Bucaram sigue siendo el teleevangelista que se autoproclama “la fuerza de los pobres” con una habilidad jamás igualada en el mercado de la política –sí, mercado– para crear slogans que se clavan en la memoria a fuerza de bombardeo y melodrama. Sin embargo, hace tiempo que “el loco” ha perdido no solo su característico bigotito sino también la presencia política de la que alguna vez gozó. Este año el único asambleísta por el PRE, Dalo Bucaram, incondicional defensor de los intereses de su padre, renunció a la Asamblea Nacional. Su esposa, Gabriela Pazmiño, presentadora de televisión, fue destituida de la misma institución por asistir solo dos veces al mes al pleno. Sin esa representación, el PRE como tal no puede ejercer su influencia en la escena actual del poder político. Parecería que luego de la eliminación del PRE de los registros electorales por parte del Consejo Nacional Electoral, solo les queda fundar una nueva organización en favor de los pobres del país como anunció el propio Dalo. Y, de paso, repetir una vez más: “Déjenlo volver”.
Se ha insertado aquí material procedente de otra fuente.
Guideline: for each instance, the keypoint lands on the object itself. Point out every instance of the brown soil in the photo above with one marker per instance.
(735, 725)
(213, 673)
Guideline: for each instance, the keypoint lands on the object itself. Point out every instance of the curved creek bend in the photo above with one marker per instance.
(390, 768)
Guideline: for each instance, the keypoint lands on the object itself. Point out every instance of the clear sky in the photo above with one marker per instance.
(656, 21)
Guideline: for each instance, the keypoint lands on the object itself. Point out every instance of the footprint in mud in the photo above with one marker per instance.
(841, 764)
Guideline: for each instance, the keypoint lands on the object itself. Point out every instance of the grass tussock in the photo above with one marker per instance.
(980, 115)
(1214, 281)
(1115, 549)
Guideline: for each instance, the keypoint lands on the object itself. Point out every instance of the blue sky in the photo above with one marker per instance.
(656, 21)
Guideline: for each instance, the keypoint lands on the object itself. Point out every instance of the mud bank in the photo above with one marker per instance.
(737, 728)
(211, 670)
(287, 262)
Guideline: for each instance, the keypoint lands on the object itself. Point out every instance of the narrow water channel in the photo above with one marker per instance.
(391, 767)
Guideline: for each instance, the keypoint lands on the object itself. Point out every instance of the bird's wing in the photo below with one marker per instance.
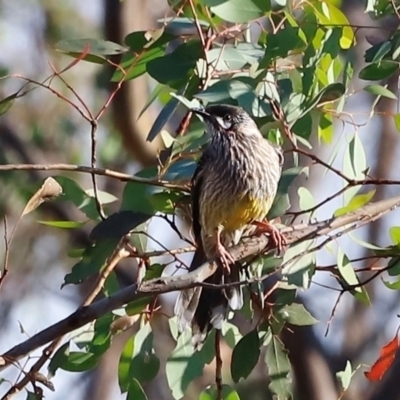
(196, 189)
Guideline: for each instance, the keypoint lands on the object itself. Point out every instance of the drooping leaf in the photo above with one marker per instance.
(63, 224)
(145, 364)
(162, 118)
(74, 193)
(394, 233)
(349, 276)
(379, 70)
(173, 69)
(118, 224)
(48, 191)
(124, 364)
(355, 203)
(238, 11)
(7, 103)
(296, 314)
(96, 49)
(379, 90)
(345, 375)
(135, 391)
(228, 393)
(94, 258)
(281, 201)
(278, 369)
(183, 366)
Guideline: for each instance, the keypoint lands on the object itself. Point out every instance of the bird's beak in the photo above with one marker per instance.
(201, 111)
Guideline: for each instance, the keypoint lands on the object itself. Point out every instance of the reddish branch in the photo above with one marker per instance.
(248, 248)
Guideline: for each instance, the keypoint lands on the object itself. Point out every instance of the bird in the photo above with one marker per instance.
(232, 188)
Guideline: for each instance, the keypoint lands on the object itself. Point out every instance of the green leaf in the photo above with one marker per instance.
(78, 361)
(238, 11)
(225, 89)
(136, 391)
(138, 305)
(124, 364)
(345, 376)
(183, 365)
(97, 49)
(325, 128)
(136, 198)
(59, 357)
(228, 393)
(145, 364)
(175, 67)
(245, 356)
(231, 334)
(378, 51)
(379, 90)
(355, 203)
(101, 340)
(8, 102)
(380, 70)
(282, 201)
(278, 369)
(296, 314)
(93, 260)
(306, 199)
(162, 118)
(145, 46)
(226, 58)
(329, 93)
(299, 270)
(134, 65)
(165, 201)
(349, 276)
(394, 264)
(394, 233)
(396, 118)
(118, 224)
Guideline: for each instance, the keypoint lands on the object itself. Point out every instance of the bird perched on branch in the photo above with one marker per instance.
(233, 187)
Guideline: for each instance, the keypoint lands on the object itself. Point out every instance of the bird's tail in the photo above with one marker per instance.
(203, 308)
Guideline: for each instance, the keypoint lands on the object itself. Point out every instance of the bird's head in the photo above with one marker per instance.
(225, 119)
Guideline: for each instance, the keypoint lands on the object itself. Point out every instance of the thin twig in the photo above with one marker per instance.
(97, 171)
(148, 289)
(4, 273)
(218, 364)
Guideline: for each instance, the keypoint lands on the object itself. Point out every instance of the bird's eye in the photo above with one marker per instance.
(225, 122)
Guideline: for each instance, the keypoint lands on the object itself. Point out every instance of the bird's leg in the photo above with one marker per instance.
(224, 255)
(277, 239)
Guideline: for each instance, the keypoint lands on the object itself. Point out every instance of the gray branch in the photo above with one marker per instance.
(249, 247)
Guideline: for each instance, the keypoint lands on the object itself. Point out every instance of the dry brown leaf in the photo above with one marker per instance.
(49, 190)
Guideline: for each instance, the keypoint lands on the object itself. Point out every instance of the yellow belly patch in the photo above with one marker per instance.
(237, 213)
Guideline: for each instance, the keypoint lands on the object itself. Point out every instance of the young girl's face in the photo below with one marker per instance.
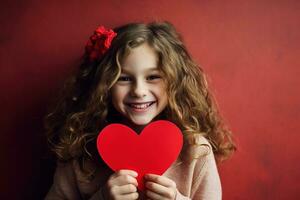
(140, 92)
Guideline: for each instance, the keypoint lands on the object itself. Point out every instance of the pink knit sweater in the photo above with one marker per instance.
(197, 179)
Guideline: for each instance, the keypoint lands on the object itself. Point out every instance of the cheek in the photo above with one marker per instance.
(118, 94)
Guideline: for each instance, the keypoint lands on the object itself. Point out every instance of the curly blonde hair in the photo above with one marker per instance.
(84, 107)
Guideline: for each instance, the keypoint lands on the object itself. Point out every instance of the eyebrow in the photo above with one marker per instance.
(148, 70)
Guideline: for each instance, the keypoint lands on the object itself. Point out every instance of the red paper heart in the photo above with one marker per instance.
(153, 151)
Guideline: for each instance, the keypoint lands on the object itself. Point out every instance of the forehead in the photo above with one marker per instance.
(140, 59)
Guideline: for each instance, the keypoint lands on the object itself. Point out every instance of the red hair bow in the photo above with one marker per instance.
(99, 42)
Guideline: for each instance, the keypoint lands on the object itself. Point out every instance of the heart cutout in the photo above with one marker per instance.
(152, 151)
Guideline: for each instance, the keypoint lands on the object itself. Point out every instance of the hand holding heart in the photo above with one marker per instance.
(151, 152)
(123, 185)
(160, 187)
(140, 159)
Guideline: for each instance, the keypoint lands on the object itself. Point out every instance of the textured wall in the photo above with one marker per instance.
(249, 49)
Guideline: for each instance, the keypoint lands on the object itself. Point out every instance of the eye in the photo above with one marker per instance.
(124, 78)
(153, 77)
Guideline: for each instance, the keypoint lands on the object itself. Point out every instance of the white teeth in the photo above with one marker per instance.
(140, 106)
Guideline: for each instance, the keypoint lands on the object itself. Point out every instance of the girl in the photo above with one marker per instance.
(134, 75)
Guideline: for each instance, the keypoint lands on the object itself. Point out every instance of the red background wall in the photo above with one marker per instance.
(249, 49)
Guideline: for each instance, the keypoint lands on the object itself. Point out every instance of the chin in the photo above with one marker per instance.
(141, 122)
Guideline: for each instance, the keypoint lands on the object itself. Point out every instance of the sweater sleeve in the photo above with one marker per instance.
(207, 184)
(65, 185)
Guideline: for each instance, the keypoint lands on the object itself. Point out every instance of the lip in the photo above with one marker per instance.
(139, 102)
(136, 110)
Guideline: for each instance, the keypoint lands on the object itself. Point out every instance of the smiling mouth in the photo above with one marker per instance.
(140, 106)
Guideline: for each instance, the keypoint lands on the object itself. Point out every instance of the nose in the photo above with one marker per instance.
(139, 89)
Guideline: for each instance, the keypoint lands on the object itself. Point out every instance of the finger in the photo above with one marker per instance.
(123, 180)
(162, 180)
(124, 189)
(130, 196)
(157, 188)
(127, 172)
(153, 195)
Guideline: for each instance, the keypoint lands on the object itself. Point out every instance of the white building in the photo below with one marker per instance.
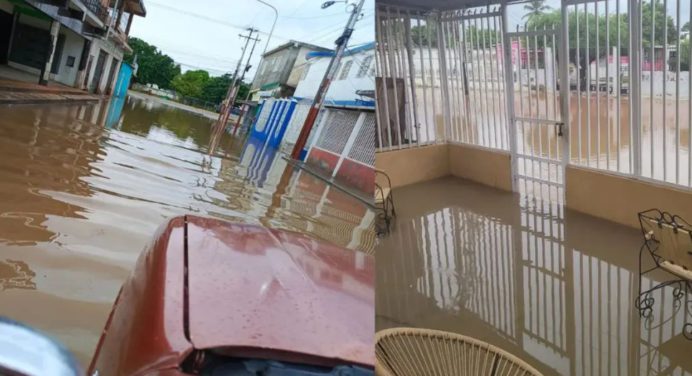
(78, 43)
(354, 83)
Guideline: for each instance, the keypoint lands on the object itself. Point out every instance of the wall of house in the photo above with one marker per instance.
(275, 68)
(413, 165)
(113, 51)
(299, 67)
(72, 48)
(341, 91)
(485, 166)
(619, 199)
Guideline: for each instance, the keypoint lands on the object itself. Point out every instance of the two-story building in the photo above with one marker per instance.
(354, 82)
(281, 69)
(77, 43)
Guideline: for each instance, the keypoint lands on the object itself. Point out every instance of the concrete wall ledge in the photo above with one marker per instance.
(619, 198)
(413, 165)
(486, 166)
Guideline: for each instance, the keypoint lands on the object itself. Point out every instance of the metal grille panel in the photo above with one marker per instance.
(337, 130)
(363, 149)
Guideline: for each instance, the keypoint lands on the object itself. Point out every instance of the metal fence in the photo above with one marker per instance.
(632, 89)
(619, 101)
(440, 78)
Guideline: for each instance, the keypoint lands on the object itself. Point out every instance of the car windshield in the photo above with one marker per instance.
(252, 367)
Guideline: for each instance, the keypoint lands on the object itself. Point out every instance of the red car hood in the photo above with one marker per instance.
(253, 291)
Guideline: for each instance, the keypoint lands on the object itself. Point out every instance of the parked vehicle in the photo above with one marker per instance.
(209, 297)
(212, 297)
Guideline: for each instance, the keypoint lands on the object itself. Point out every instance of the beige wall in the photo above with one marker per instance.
(414, 165)
(619, 199)
(484, 166)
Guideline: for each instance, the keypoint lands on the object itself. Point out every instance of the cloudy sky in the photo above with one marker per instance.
(203, 34)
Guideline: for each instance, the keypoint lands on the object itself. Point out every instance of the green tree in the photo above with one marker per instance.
(535, 8)
(589, 23)
(191, 83)
(154, 66)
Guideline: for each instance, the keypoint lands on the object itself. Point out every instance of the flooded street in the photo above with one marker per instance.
(552, 286)
(85, 186)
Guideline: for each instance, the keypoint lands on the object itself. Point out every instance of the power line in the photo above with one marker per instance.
(207, 18)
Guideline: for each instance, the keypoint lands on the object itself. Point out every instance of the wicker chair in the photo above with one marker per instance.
(424, 352)
(668, 242)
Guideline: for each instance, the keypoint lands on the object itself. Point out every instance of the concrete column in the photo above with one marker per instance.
(129, 24)
(120, 10)
(45, 72)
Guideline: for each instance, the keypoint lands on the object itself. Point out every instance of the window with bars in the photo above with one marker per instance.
(345, 70)
(364, 67)
(306, 69)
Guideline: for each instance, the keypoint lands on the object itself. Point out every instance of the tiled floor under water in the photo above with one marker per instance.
(552, 286)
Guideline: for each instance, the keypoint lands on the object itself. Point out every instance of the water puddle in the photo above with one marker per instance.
(550, 285)
(83, 188)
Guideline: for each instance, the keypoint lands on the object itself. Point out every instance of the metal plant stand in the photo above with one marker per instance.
(668, 241)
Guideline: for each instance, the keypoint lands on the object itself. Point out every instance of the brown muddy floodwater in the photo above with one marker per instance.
(552, 286)
(83, 187)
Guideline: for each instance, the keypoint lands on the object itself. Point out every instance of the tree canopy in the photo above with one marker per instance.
(190, 83)
(155, 67)
(535, 8)
(589, 24)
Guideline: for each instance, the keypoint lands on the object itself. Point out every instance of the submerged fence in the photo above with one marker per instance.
(626, 99)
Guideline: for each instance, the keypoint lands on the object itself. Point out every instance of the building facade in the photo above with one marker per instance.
(353, 85)
(281, 69)
(77, 43)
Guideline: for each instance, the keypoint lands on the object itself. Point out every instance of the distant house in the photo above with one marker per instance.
(281, 69)
(78, 43)
(353, 85)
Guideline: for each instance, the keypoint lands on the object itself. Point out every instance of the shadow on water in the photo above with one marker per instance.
(552, 286)
(85, 186)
Para los nostálgicos de la mojiganga bucaramista, no obstante, siempre quedará la web. Ahí se puede ver a Abdalá actuando con la acostumbrada arrogancia y chabacanería que quiere pasar por desafiante y antioligárquica pero que termina siendo risible a voluntad. Ahí podemos verlo rasgar la guitarra con la mano derecha, esa que luce un enorme anillo dorado del Barcelona Sporting Club, la misma con la cual ayudó a cargar el féretro del esposo de su hermana, Jaime Roldós, antes de fundar el PRE en su nombre, como si quisiera endosarse los votos del reciente mártir. Plantarse frente al monitor a ver los twitcams de Bucaram –o “tuicán”, como él dice– es, en resumen, verlo actuar como si aún fuera presidente. Creer que así es como un presidente actúa –estar acostumbrados a creerlo e incluso aprobarlo– ya es otro problema, otro mucho mayor y que alcanza las fibras mismas de la política.
¿Cuánto poder le queda a un político que solo existe en la web?